EL Research

This page has some links to academic work in Extensive Listening

 Answers we need………

  • How much vocabulary do we learn from listening to an easy monologue text?
  • Does the vocabulary learning rate differ if the listener is part of a conversation?  (Interactive constructor of the text vs. passive recipient).
  • At what vocabulary coverage rate can learners pick up new words from listening? How does this vary for part of speech?
  • What kind of words do learners pick up from their listening?
  • How many repetitions of a word are needed to learn it receptively and to make it available for production?
  • Can learners notice that a word belongs to a word family from their listening?
  • How long is the delay between knowing a word receptively till it becomes available productively?
  • Does pausing help learners?  How? Does it have long term benefits?
  • Will learners learn more language from a tape and tapescript, or from a video of the text?
  • How much do visual elements affect learning rates? Are they different for still images vs. moving images, for example?
  • How many words are needed for fluent listening?
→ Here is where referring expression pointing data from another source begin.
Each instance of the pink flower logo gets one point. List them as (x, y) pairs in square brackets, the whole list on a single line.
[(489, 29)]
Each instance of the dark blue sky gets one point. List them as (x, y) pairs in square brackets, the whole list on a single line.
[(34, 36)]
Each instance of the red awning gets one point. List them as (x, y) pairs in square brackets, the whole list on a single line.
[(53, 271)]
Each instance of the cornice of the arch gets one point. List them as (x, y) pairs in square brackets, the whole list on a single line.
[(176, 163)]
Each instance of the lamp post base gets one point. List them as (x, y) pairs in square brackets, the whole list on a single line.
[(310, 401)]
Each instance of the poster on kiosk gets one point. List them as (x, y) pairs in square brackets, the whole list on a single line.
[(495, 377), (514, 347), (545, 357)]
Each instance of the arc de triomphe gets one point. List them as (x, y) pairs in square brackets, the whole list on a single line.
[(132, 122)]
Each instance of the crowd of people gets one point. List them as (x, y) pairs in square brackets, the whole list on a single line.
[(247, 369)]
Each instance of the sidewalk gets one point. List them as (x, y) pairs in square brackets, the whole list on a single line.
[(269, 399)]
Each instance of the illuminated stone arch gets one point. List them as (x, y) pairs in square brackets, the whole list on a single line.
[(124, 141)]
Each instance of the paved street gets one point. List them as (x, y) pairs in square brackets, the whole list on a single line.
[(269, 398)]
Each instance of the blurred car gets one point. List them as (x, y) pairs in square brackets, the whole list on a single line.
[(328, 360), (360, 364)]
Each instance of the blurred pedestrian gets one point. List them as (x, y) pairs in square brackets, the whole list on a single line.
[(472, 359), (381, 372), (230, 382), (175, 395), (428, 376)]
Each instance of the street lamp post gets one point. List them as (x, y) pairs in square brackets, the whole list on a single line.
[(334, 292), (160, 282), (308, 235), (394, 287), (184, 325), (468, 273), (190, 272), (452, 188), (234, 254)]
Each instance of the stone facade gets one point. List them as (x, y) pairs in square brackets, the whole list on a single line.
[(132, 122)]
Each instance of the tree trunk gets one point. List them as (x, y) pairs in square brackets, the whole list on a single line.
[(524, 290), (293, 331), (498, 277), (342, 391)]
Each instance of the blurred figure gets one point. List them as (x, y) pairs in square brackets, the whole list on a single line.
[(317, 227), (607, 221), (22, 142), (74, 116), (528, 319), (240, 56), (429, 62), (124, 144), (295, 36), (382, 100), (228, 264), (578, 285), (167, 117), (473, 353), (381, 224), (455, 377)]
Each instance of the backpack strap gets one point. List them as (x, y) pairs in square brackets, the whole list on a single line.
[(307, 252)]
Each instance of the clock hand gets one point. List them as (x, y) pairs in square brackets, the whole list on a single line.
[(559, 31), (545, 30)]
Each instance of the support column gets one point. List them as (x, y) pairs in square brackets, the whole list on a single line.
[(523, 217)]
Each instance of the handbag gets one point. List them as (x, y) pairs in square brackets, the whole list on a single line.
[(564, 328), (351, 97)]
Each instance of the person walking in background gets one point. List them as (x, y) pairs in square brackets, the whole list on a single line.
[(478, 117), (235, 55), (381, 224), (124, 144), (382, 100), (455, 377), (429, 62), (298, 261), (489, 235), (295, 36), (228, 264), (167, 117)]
We have tons of data from ER but almost nothing for EL. This seems totally weird and unbalanced to me as almost every teacher encourages ‘conversation’ (and thereby listening) as a way to improve one’s English. Everything we know about ER’s benefits (for vocab learning, for overall motivation, for language consolidation, to build fluency etc etc etc) need to be confirmed (or rejected) for EL. All the canonical work done in ER needs to be mirrored with EL. E.g.

What’s the uptake of vocabulary from EL?
What known/unknown word ratio facilitates this?
How much listening is needed?
How does one’s EL ability develop?
What prevents/ encourages comprehension in fluent listening?
How do students segment the sound stream in EL?